Five Star Review from Theatre Weekly

Thanks to determination, perseverance and crowdfunding, Muted has finally made it to its opening night at The Bunker Theatre.

With music and lyrics by Tim Prottey-Jones and Tori Allen-Martin, the production, directed by Jamie Jackson, is a musical where one of the central characters cannot speak (and by default, cannot sing). This might seem like a non-starter, but Muted is actually a very clever story, told incredibly well. The superb score and compelling plot make for an almighty combination.

At seventeen years old ‘Michael’ is the talented lead singer of ‘Lost Boy’, but when his over-protective mother is killed in a hit and run, he is unable to cope. Three years later he’s living with his uncle and hasn’t spoken a word since his mother’s death. Best friend ‘Jake’ and ex-girlfriend ‘Lauren’ try to make him speak again although they have different motives for doing so. ‘Michael’ has to relive the past through his teenage self and face some uncomfortable truths.

The passion for her work erupts from Tori Allen-Martin when she is on stage as ‘Lauren’. Giving a powerful and commanding performance throughout, she is completely immersed in the character allowing the audience to feel every emotion along with her.

As Michael, David Leopold is astounding, playing a mute character his performance is almost entirely physical, and without speaking a word, he portrays a range of complex and varied emotions.

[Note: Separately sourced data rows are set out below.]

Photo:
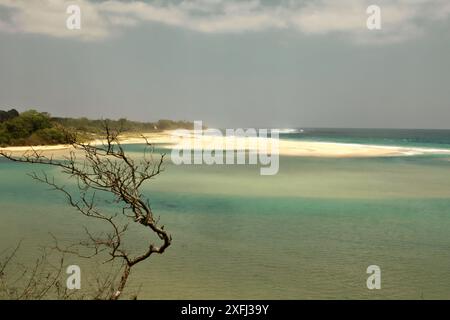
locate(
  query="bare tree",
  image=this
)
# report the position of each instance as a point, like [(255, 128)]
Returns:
[(107, 168)]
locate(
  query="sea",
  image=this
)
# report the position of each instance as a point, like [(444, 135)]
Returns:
[(309, 232)]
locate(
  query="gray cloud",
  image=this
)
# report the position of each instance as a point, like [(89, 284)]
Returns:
[(402, 19)]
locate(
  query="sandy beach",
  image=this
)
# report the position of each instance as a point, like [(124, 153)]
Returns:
[(168, 140)]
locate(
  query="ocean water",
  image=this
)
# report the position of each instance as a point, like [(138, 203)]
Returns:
[(308, 232)]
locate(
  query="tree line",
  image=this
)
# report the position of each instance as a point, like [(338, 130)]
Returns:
[(32, 128)]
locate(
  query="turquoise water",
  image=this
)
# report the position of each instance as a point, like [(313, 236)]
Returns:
[(309, 232), (393, 137)]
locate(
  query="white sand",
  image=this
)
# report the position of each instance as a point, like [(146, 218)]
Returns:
[(286, 147)]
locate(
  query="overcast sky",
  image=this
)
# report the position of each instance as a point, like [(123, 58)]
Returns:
[(231, 63)]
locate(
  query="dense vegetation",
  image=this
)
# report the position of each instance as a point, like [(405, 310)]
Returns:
[(39, 128)]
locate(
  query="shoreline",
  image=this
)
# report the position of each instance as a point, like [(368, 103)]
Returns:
[(287, 147)]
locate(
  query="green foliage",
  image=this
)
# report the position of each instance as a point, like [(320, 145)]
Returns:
[(7, 115), (39, 128), (31, 128)]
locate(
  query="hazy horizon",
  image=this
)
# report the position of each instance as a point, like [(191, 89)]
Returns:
[(281, 64)]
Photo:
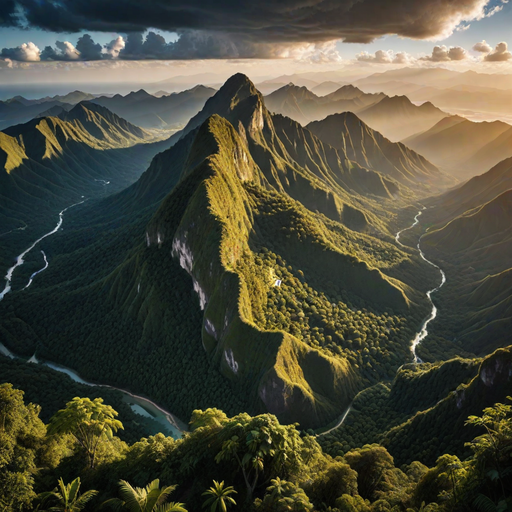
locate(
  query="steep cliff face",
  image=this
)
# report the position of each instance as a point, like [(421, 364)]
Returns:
[(210, 241)]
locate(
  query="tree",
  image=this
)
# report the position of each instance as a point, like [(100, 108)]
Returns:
[(493, 450), (21, 437), (371, 462), (219, 497), (283, 496), (68, 499), (261, 444), (89, 421), (148, 499)]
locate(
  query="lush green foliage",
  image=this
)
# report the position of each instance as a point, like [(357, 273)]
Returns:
[(290, 471)]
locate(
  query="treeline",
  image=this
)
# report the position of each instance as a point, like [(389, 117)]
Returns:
[(239, 463)]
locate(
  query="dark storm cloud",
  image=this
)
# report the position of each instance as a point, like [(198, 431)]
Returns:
[(249, 22), (8, 16), (88, 49)]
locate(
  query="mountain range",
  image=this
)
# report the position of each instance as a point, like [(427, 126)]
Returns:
[(288, 245), (51, 160), (148, 111), (471, 236), (464, 147), (253, 265)]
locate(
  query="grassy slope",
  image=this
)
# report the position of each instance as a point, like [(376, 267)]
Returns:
[(410, 415)]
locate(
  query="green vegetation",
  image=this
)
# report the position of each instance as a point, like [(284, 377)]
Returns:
[(66, 497), (289, 467), (248, 208)]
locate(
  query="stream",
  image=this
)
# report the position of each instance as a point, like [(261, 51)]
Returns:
[(142, 406), (20, 260), (423, 333)]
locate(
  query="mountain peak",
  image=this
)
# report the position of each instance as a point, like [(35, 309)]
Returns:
[(141, 93), (237, 100)]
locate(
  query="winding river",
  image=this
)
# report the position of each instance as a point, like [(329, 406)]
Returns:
[(144, 407), (20, 260), (423, 333)]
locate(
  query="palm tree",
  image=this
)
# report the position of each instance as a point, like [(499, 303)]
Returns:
[(219, 496), (148, 499), (68, 499)]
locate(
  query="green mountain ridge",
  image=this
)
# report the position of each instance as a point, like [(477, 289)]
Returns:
[(347, 133), (148, 111), (52, 161), (397, 117), (245, 207), (450, 141)]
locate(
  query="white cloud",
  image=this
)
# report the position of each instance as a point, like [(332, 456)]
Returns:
[(68, 51), (444, 54), (26, 52), (114, 47), (482, 47), (500, 53), (385, 57)]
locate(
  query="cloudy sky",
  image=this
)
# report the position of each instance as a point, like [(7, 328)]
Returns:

The physical performance is mirrored in the other characters; there are very precise arm and hand movements from all of the characters with symbolism reminiscent of Lady Macbeth (out, damned spot). It works to a point, but at times could be distracting.

Michaels story is told through ‘Teenage Michael’ played by Edd Campbell Bird, who gives, perhaps, the most beautiful performances of the night. He takes the already enchanting rock ballads and injects them with a goosebumps-inducing tenderness.

Stripped back staging, comprising a central podium surrounded by water proves effective, with the water, and swing above, expanding on the use of symbolism.

Muted is doing, in London, what Dear Evan Hansen has done on Broadway: wrapping complex psychological issues with an intense and heartfelt score. Muted may have been a long time in the making, but it was certainly worth the wait.